Storm simple patterns

While we work with Storm, there are a variety of patterns you can recognize. In the segment here, without using Trident, we are attempting to capture some common patterns with Storm topologies.

Joins

As the name suggests, this is the most common pattern. The output from two or more different streams is joined on some common field and is emitted as a single tuple. In Storm, that's effectively achieved using fields grouping, which ensures that all the tuples with same field value are emitted to the same task. The following figure and code snippet captures its essence:

 TopologyBuilder builder = new TopologyBuilder();
    builder.setSpout("gender", genderSpout);
    builder.setSpout("age", ageSpout);
    builder.setBolt("join", new SingleJoinBolt(new Fields("gender", "age"))).fieldsGrouping("gender", new Fields("id"))
        .fieldsGrouping("age", new Fields("id"));

That's effectively achieved using the fields grouping, which ensures that all tuples with the same value in a common field are emitted by the join bolt.

Joins

Here, we have two streams arriving from two spouts: the gender spout and age spout. The common field is d, over which the streams are joined by the joiner bolt and emitted as a new stream that has fields as age and gender.

Batching

This is another very common pattern that comes into play when we have to hold and perform processing in batches.
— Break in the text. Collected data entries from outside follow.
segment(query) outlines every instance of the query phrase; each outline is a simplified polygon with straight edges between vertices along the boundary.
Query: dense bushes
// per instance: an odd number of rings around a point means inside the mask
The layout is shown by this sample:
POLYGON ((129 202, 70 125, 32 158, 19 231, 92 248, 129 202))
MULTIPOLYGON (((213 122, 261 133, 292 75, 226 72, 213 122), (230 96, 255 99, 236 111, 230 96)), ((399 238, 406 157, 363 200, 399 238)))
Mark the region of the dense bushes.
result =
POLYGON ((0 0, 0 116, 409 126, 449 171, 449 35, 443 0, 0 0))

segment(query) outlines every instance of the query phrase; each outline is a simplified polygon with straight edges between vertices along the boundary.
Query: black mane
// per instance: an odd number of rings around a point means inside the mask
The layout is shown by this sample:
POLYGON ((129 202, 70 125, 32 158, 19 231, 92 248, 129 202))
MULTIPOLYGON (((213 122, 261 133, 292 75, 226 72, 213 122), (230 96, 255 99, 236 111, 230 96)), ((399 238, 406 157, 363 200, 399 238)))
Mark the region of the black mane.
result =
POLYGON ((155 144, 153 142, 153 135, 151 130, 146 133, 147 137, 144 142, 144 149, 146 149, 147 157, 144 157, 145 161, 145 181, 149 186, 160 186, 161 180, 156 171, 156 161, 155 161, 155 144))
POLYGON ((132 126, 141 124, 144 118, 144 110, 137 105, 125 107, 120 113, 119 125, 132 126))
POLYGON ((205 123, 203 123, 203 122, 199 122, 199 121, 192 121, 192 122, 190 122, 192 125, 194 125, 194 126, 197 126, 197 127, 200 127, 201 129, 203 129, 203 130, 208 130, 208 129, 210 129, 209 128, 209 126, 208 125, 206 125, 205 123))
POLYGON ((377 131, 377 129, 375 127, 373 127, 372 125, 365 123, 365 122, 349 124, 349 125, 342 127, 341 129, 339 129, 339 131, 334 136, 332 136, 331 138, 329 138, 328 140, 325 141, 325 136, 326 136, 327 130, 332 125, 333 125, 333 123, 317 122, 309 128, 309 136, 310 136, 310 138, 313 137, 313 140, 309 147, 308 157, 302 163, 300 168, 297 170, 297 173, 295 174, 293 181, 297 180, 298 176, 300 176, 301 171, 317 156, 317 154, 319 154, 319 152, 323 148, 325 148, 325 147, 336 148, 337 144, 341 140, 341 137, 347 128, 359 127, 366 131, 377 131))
Let's take an example to understand it better; I have a Storm application that dumps the tuples into database. For efficient utilization of network bandwidth, I would want the database to write in batches of 100. Unless we are using transactional Trident topologies, the simplest mechanism is to hold the records into a local instance data structure and track the count and write to databases in batches. In general, there are two different variants of batching that can be executed:

  • Count-based batching: Create a batch based on the number of records. A plain count initialized in the prepare method that's incremented in the execute method on arrival of the tuple could be used for tracking of the same.
  • Time-based batching: Create a batch based on time. Let's say a batch of five minutes, and if we want to keep the implementation as simple we would create a mechanism to emit a tick tuple to the topology every five minutes.